Whatever the sociopath is using you for there is ALWAYS an agenda. You were blinded by ‘love’, by what you could offer, and thinking of sharing a life and everything that you had in your life. The sociopath was offering you back an illusion a web of lies, and deceit. Always there are false, empty promises.
The sociopath will sell his false empty promises with the persuasive intensity of a car salesman trying to get the sale of a car. The intensity of their false sincerity leaves you to believe that their promises are real. The sociopath is clever and will put a mirror up to you, to offer you, exactly what you want and need. This is made easy, as people talk too much about what they do not want, are so keen to impress that they show their best side, and talk about experiences that they do not want to repeat from the past.

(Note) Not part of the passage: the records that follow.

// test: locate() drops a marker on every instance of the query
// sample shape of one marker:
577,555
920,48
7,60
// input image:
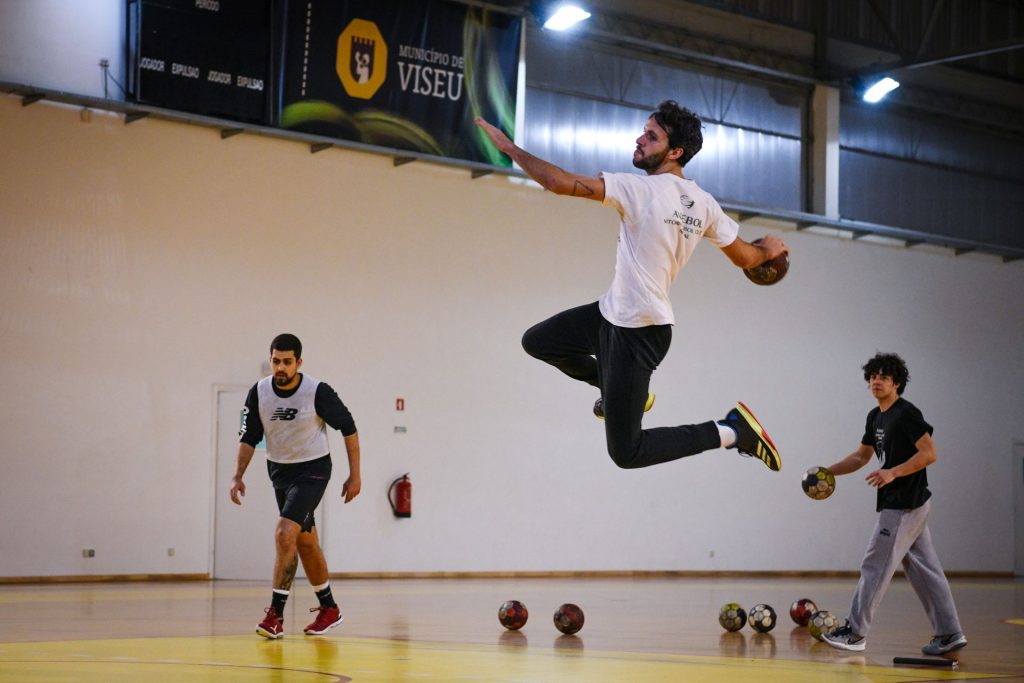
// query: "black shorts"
299,487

As open, honest and trusting people, you make the work of the sociopath too easy. By
- Saying too much
- Saying what you do not want
- Saying what you do want
- Complaining about other people
- Making comments about other people and their standards and morals
- Bragging about what you have and how successful you are
You will notice that all the sociopath really has to offers is simply ‘words’. Words are something that he does well. He is simply selling you what you want, and what you need. The sociopath is not held back by emotions or by thinking about YOUR emotions. The sociopath operates not by emotions, but by thought and strategy. He does have an agenda, but it is never the one that he presents you with. The sociopath always has a hidden agenda. He is the master of presenting the world of illusion and leading a double life. The one that you see that he presents you with, and the hidden agenda, that is always behind your back. This is a dual double world, which can leave the victim confused. Holding onto the illusion…..
Remember, just like the magician card, this is ALL that it is…. an illusion, and the illusion is well thought out by the sociopath, by the agenda that he presents to you, and the hidden agenda that he plans and acts out behind your back.